In conclusione di questo rapido schema sui trattati internazionali sulla pena di morte, bisogna purtroppo aggiungere una nota negativa: la risoluzione per una sospensione delle esecuzioni, che doveva essere presentata all’Assemblea delle Nazioni Unite alla fine dello scorso anno (novembre 1999), è stata bloccata dai ministri degli Esteri dell’Unione europea. La motivazione? Gli emendamenti presentati da alcuni paesi, tra cui Egitto e Singapore, non sono stati considerati accettabili. Vi si affermava, in sostanza, che le Nazioni Unite non possono intervenire nella giurisdizione interna degli Stati. La rinuncia dell’Ue a presentare la moratoria ha provocato grandi sollevazioni e proteste in tutta Europa e negli Stati Uniti. (Nel novembre 1999 i 188 paesi aderenti all’Onu erano così divisi: 68 avevano abolito la pena di morte; 14 avevano abolito la pena di morte per i reati comuni; 23 mantenevano la pena di morte ma non la applicavano da oltre 10 anni; 83, tra cui Stati Uniti e Cina, applicavano la pena di morte).

26 aprile 2000: la Commissione per i diritti umani delle Nazioni Unite ha approvato una risoluzione che invita gli Stati mantenitori della pena di morte ad avviare una moratoria delle esecuzioni. Tra i voti contrari, 15 su 53 (11 astenuti), quelli di Cina, Stati Uniti, Giappone, Cuba. Nel documento si affronta anche il problema delle estradizioni, chiedendo agli Stati di rifiutarla nei casi di persone condannate a morte, qualora non ci siano garanzie sufficienti che la condanna non verrà eseguita.

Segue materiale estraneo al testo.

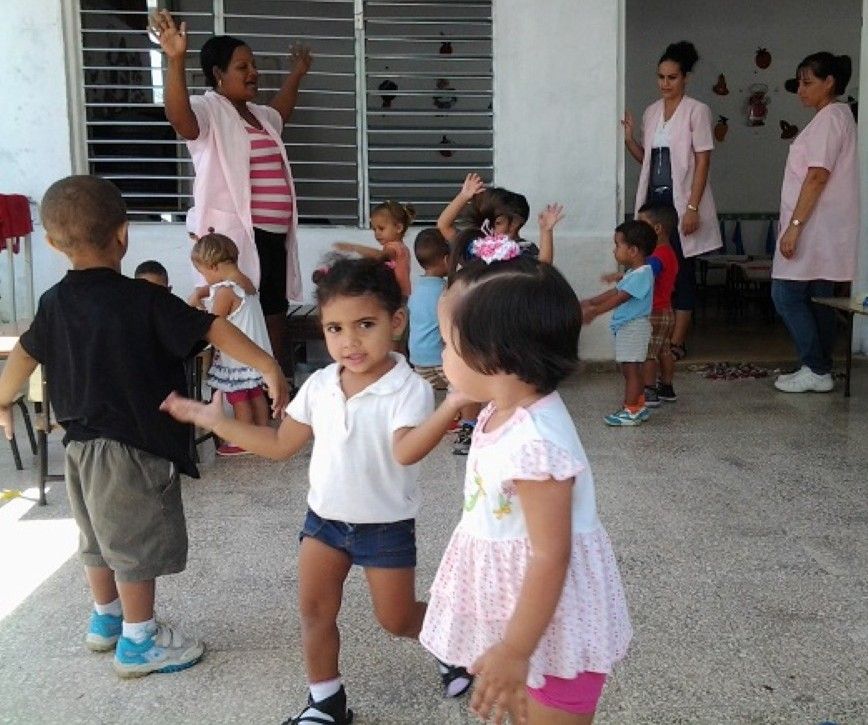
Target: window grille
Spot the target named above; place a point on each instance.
(346, 149)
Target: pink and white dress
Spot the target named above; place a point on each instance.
(478, 583)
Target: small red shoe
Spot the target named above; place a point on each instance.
(229, 450)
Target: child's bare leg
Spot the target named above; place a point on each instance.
(101, 580)
(667, 366)
(321, 574)
(634, 386)
(393, 592)
(259, 406)
(649, 373)
(243, 410)
(137, 600)
(539, 714)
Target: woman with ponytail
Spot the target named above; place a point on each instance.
(675, 154)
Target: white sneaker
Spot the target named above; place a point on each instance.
(790, 376)
(804, 381)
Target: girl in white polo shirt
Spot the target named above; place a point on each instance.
(362, 413)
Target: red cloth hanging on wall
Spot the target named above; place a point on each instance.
(15, 219)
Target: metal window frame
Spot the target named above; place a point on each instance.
(366, 138)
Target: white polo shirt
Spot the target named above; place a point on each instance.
(354, 477)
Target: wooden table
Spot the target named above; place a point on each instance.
(9, 334)
(849, 308)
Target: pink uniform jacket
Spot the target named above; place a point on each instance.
(690, 130)
(221, 189)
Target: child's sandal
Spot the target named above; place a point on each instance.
(456, 680)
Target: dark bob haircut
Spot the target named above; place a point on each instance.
(823, 65)
(683, 53)
(81, 211)
(518, 317)
(638, 234)
(339, 276)
(662, 214)
(217, 51)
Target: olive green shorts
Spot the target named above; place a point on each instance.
(127, 504)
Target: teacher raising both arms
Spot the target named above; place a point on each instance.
(675, 154)
(243, 186)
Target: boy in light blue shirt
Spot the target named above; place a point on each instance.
(631, 301)
(426, 345)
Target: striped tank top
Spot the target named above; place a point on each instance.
(271, 202)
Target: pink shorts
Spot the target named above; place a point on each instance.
(239, 396)
(578, 696)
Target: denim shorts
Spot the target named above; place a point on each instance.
(383, 546)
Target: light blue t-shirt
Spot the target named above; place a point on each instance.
(426, 345)
(639, 284)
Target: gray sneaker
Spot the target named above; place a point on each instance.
(166, 650)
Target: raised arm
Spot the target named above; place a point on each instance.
(548, 219)
(473, 185)
(411, 445)
(285, 99)
(633, 146)
(173, 41)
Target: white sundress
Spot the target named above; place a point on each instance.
(479, 579)
(226, 373)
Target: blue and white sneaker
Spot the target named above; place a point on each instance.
(103, 631)
(625, 417)
(166, 650)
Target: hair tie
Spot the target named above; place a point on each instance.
(493, 247)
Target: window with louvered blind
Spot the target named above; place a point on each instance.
(397, 104)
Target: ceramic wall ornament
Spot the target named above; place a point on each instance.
(721, 128)
(788, 130)
(763, 58)
(757, 104)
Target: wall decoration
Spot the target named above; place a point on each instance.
(757, 104)
(788, 130)
(721, 128)
(763, 58)
(387, 85)
(445, 102)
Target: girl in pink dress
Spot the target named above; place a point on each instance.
(528, 594)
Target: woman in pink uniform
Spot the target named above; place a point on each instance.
(243, 186)
(819, 234)
(675, 154)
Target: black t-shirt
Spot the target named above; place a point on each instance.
(113, 348)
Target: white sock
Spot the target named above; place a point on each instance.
(113, 608)
(139, 631)
(320, 691)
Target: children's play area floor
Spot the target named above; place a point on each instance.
(739, 516)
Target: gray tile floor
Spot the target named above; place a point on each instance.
(739, 516)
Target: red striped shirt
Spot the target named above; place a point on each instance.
(271, 202)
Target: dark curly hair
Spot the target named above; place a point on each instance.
(343, 276)
(518, 316)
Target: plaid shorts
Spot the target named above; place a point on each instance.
(434, 375)
(662, 324)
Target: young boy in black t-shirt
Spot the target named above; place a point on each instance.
(112, 349)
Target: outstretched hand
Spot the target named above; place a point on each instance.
(550, 216)
(473, 185)
(186, 410)
(172, 38)
(500, 686)
(300, 58)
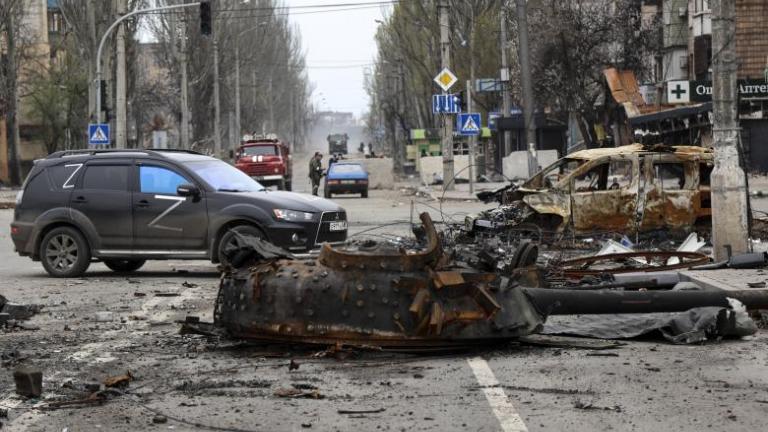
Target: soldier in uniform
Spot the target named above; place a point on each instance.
(316, 171)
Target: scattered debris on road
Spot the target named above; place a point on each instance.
(447, 292)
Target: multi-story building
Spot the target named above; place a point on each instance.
(687, 55)
(33, 37)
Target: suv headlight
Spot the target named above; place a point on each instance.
(293, 215)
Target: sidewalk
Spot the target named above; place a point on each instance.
(729, 279)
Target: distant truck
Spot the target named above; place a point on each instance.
(337, 143)
(267, 161)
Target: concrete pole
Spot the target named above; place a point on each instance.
(505, 102)
(216, 101)
(445, 56)
(527, 82)
(271, 105)
(238, 131)
(12, 117)
(470, 83)
(729, 188)
(470, 142)
(120, 82)
(400, 131)
(184, 90)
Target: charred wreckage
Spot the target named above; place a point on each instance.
(444, 290)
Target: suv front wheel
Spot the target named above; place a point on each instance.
(64, 252)
(232, 240)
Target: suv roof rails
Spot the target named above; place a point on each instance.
(64, 153)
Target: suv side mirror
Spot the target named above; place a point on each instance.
(187, 189)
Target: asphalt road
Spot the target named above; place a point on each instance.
(202, 384)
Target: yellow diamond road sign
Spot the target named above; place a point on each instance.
(445, 79)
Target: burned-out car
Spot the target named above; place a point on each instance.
(632, 188)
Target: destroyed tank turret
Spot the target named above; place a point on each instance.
(394, 298)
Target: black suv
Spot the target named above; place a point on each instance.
(126, 206)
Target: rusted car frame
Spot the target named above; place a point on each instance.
(627, 189)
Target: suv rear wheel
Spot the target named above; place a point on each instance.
(232, 239)
(124, 266)
(64, 252)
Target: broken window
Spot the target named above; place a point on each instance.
(705, 171)
(671, 176)
(611, 175)
(555, 173)
(593, 180)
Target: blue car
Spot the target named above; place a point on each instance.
(346, 177)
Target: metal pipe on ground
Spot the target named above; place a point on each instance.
(568, 302)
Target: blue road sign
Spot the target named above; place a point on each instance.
(446, 104)
(469, 124)
(98, 134)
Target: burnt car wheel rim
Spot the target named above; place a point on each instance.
(61, 252)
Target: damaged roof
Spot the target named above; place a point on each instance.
(638, 148)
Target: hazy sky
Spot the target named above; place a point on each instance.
(338, 46)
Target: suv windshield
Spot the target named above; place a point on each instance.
(267, 150)
(224, 177)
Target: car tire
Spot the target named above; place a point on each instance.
(124, 266)
(230, 239)
(64, 252)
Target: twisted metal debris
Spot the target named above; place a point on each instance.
(399, 298)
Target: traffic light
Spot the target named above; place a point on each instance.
(206, 24)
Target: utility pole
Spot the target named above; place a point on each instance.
(120, 84)
(216, 101)
(730, 229)
(400, 131)
(525, 67)
(271, 104)
(504, 76)
(445, 59)
(184, 88)
(12, 127)
(90, 13)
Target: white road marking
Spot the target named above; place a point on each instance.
(502, 407)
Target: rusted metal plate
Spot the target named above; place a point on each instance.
(583, 266)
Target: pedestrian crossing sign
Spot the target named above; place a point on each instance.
(469, 123)
(98, 134)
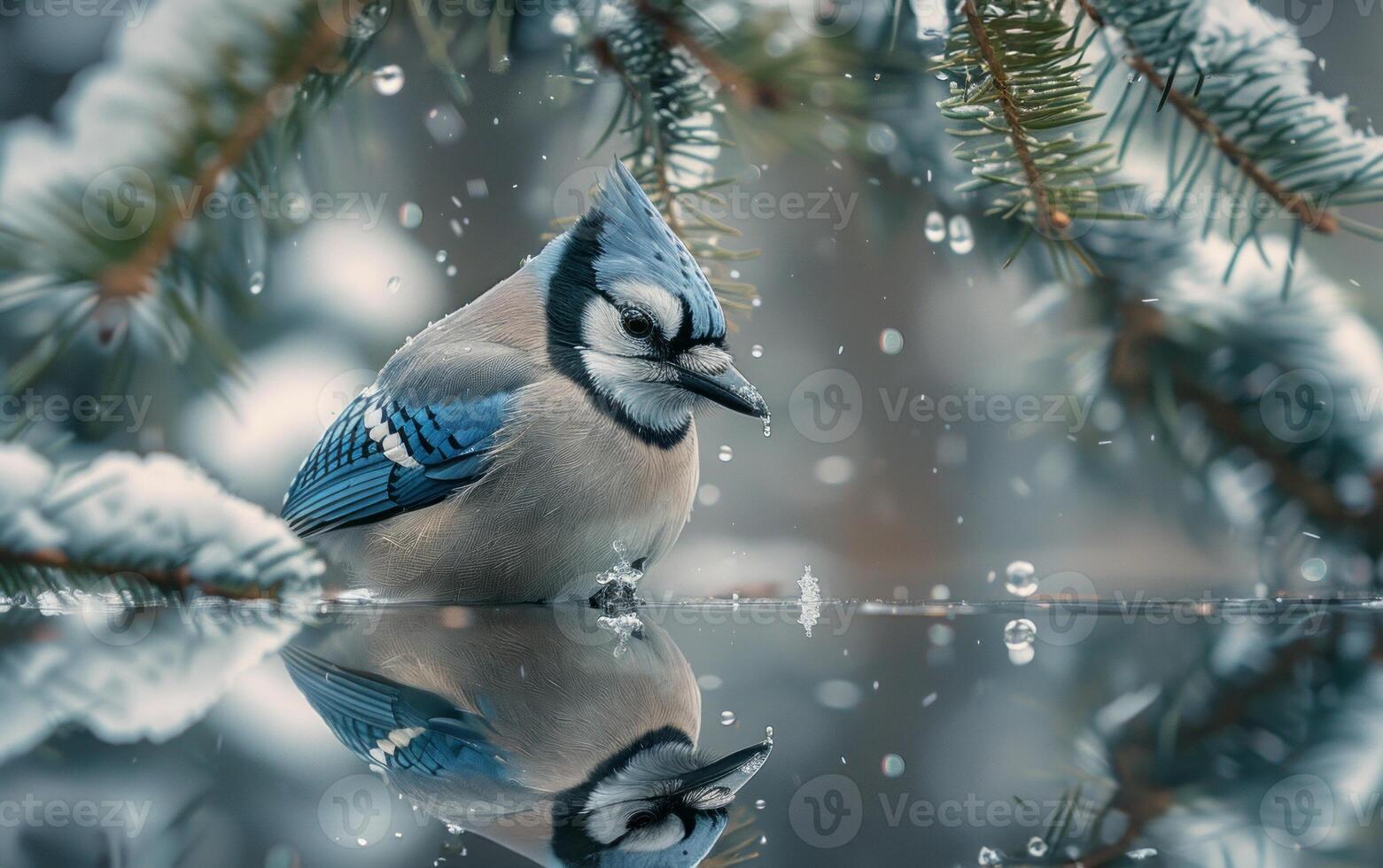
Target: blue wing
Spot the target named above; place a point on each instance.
(384, 456)
(396, 726)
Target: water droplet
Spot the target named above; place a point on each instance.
(1021, 578)
(444, 125)
(963, 241)
(369, 19)
(564, 24)
(1020, 633)
(882, 138)
(389, 81)
(936, 229)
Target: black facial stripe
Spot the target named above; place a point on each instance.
(571, 288)
(570, 841)
(682, 340)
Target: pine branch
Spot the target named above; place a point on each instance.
(135, 275)
(1314, 216)
(668, 108)
(105, 236)
(1015, 79)
(1254, 105)
(128, 523)
(1047, 217)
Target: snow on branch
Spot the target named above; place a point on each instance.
(126, 524)
(94, 210)
(1240, 79)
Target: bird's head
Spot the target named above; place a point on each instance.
(660, 802)
(633, 321)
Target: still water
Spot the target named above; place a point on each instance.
(813, 732)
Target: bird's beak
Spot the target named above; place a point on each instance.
(730, 771)
(727, 389)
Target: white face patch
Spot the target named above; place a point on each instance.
(704, 358)
(643, 389)
(664, 307)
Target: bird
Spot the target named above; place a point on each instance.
(507, 449)
(537, 739)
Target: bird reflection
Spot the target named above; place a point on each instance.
(522, 726)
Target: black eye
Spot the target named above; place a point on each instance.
(636, 322)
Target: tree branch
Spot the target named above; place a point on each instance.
(135, 275)
(1047, 217)
(1316, 217)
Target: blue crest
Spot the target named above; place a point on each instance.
(633, 242)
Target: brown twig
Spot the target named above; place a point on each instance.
(1316, 217)
(133, 276)
(752, 94)
(1047, 217)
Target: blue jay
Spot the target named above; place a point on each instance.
(503, 451)
(554, 748)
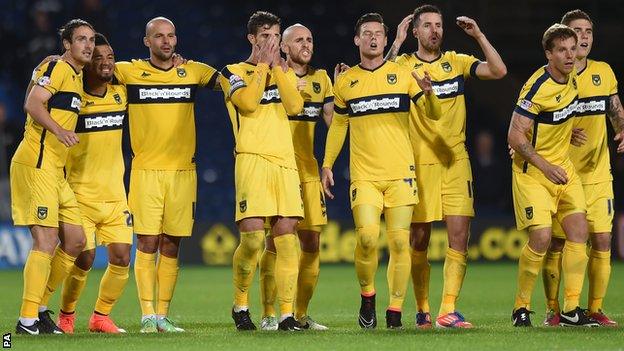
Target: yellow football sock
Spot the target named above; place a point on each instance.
(286, 271)
(420, 279)
(399, 267)
(72, 288)
(599, 272)
(60, 267)
(145, 276)
(267, 283)
(551, 275)
(573, 264)
(454, 272)
(309, 268)
(111, 287)
(36, 272)
(167, 275)
(244, 264)
(529, 265)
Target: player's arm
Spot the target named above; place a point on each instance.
(517, 139)
(35, 106)
(333, 144)
(616, 116)
(400, 38)
(430, 105)
(493, 67)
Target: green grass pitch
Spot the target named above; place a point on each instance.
(202, 305)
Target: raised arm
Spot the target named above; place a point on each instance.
(517, 139)
(493, 67)
(400, 38)
(616, 116)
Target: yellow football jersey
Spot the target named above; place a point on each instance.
(375, 104)
(95, 166)
(40, 148)
(318, 92)
(266, 130)
(552, 107)
(161, 111)
(442, 141)
(596, 84)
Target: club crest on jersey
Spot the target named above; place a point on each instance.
(42, 212)
(596, 79)
(391, 77)
(529, 212)
(316, 86)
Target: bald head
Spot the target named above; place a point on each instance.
(292, 31)
(157, 22)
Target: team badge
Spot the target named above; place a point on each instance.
(316, 86)
(529, 212)
(42, 212)
(596, 79)
(391, 78)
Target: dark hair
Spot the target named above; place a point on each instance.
(67, 31)
(574, 15)
(370, 17)
(260, 19)
(424, 9)
(557, 31)
(100, 39)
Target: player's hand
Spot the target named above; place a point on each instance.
(469, 26)
(579, 137)
(339, 69)
(402, 29)
(424, 82)
(67, 137)
(620, 137)
(178, 60)
(327, 179)
(555, 174)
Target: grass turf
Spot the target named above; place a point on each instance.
(202, 303)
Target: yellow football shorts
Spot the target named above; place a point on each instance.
(384, 193)
(106, 223)
(600, 210)
(315, 211)
(42, 197)
(537, 200)
(265, 189)
(444, 190)
(163, 201)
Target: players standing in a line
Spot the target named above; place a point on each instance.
(95, 170)
(163, 180)
(598, 99)
(372, 101)
(316, 88)
(443, 172)
(544, 182)
(40, 196)
(260, 94)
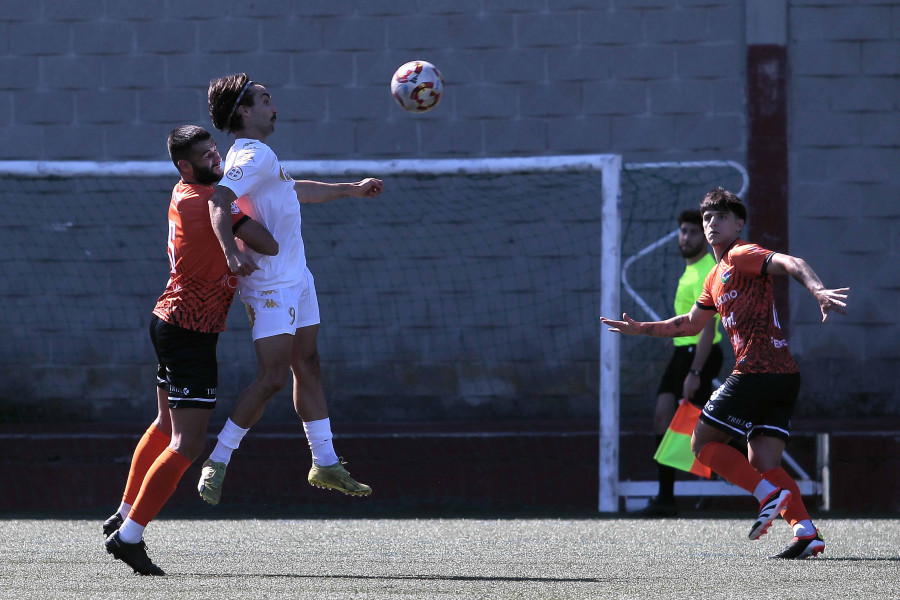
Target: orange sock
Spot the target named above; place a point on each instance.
(159, 484)
(796, 510)
(730, 464)
(150, 446)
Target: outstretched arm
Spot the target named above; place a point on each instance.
(316, 192)
(239, 262)
(829, 299)
(682, 325)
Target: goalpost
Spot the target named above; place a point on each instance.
(489, 275)
(643, 182)
(469, 290)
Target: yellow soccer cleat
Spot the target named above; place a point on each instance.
(336, 477)
(211, 479)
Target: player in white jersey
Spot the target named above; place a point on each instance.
(278, 291)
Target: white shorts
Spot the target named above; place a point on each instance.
(281, 310)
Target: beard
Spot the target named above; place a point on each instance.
(206, 176)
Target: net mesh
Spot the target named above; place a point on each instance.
(451, 297)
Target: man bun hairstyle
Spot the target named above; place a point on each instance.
(720, 199)
(225, 95)
(182, 140)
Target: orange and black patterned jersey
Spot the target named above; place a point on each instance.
(741, 291)
(201, 287)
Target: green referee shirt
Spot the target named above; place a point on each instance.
(689, 287)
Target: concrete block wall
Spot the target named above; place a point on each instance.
(650, 79)
(844, 211)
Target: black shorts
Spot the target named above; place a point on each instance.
(187, 364)
(754, 404)
(679, 366)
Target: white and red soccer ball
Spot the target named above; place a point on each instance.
(417, 86)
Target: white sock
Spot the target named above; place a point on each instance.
(131, 532)
(763, 490)
(229, 439)
(319, 435)
(804, 528)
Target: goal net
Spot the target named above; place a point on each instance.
(468, 291)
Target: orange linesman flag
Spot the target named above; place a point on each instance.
(675, 448)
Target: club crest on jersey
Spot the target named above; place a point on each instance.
(727, 274)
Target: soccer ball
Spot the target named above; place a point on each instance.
(417, 86)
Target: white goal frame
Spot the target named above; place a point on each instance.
(608, 166)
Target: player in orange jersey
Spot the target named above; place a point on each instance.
(184, 330)
(757, 400)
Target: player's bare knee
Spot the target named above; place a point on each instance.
(273, 382)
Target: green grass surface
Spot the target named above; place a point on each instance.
(450, 558)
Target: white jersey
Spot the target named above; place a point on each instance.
(266, 193)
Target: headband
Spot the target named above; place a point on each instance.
(238, 101)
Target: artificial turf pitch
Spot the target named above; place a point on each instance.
(450, 558)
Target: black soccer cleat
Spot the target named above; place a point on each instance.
(805, 547)
(112, 524)
(133, 555)
(769, 509)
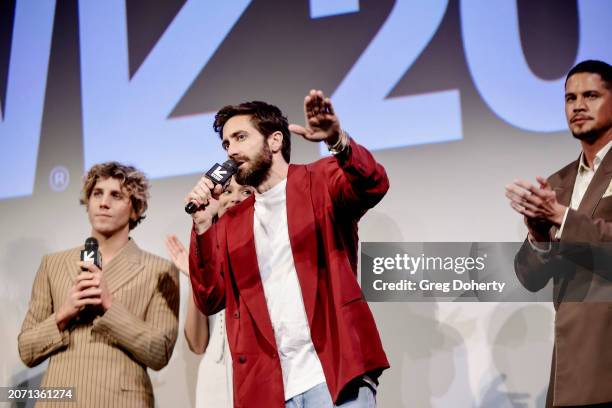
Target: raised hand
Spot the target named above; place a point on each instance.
(178, 253)
(538, 204)
(322, 124)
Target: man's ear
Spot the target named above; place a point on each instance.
(275, 141)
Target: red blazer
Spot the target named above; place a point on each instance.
(325, 201)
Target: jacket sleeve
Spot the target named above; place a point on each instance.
(206, 269)
(357, 182)
(149, 341)
(40, 336)
(582, 228)
(533, 270)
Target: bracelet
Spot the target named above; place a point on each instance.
(340, 145)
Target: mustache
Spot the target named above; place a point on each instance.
(579, 117)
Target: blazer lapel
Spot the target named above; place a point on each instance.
(302, 235)
(597, 187)
(245, 269)
(124, 266)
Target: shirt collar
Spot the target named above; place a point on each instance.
(582, 167)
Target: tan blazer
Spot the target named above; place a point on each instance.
(104, 357)
(581, 372)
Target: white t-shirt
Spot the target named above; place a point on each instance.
(300, 363)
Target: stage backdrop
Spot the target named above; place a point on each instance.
(455, 98)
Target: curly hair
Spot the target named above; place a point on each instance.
(131, 179)
(266, 118)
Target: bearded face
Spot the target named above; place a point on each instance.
(253, 171)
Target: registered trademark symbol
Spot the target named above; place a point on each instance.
(59, 178)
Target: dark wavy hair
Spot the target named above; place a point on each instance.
(593, 67)
(266, 118)
(133, 180)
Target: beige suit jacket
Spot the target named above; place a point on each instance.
(104, 357)
(581, 371)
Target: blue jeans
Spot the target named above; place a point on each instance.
(319, 397)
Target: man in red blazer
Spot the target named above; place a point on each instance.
(283, 263)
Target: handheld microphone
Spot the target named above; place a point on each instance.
(91, 254)
(218, 174)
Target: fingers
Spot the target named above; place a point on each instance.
(86, 280)
(314, 104)
(88, 293)
(89, 266)
(522, 210)
(328, 106)
(201, 193)
(544, 184)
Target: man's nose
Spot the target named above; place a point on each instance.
(105, 201)
(580, 104)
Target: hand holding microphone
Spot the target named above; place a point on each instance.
(211, 184)
(201, 202)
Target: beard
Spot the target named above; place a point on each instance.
(589, 136)
(256, 170)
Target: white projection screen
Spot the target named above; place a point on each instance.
(456, 98)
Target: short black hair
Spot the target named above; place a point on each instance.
(266, 118)
(593, 67)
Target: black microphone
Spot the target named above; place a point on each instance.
(91, 254)
(218, 174)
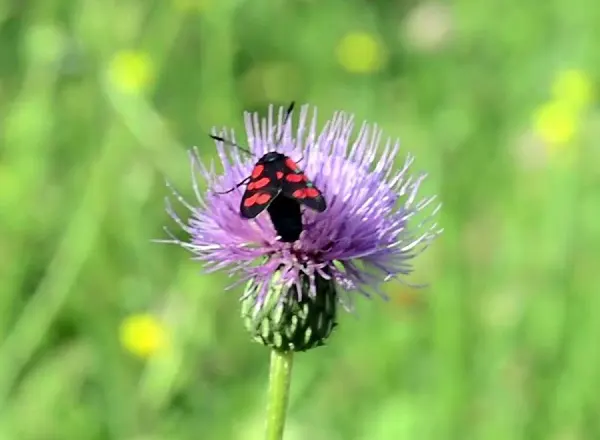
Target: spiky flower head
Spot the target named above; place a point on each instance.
(359, 242)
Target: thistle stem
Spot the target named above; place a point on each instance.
(280, 376)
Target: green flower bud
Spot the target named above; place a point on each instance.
(289, 321)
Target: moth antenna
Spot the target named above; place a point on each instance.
(286, 118)
(233, 144)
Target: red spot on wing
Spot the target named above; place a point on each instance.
(250, 201)
(311, 193)
(263, 198)
(295, 178)
(291, 164)
(299, 193)
(261, 183)
(260, 198)
(257, 171)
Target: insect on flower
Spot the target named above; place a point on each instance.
(372, 226)
(278, 185)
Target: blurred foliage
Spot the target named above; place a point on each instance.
(99, 102)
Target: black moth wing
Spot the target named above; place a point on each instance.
(300, 188)
(260, 192)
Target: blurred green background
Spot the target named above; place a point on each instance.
(105, 335)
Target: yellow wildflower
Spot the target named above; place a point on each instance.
(143, 335)
(573, 87)
(132, 71)
(556, 123)
(360, 52)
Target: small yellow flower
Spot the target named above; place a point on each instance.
(360, 52)
(574, 87)
(143, 335)
(132, 71)
(556, 123)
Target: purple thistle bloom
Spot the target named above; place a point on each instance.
(360, 241)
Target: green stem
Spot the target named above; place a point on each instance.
(280, 376)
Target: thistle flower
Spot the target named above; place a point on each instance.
(358, 243)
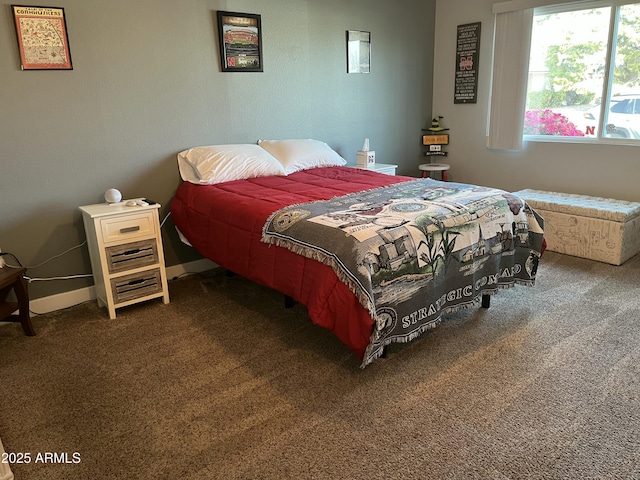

La senatrice italiana Ersilia Salvato, presidente del Comitato del Senato per l’abolizione della pena capitale ha detto che ''il nuovo voto a favore della moratoria universale delle esecuzioni capitali espresso oggi a Ginevra rilancia la battaglia internazionale contro la pena di morte'', aggiungendo che attualmente esistono ''le condizioni migliori per riproporre all'Assemblea generale dell'Onu una risoluzione per la moratoria universale''.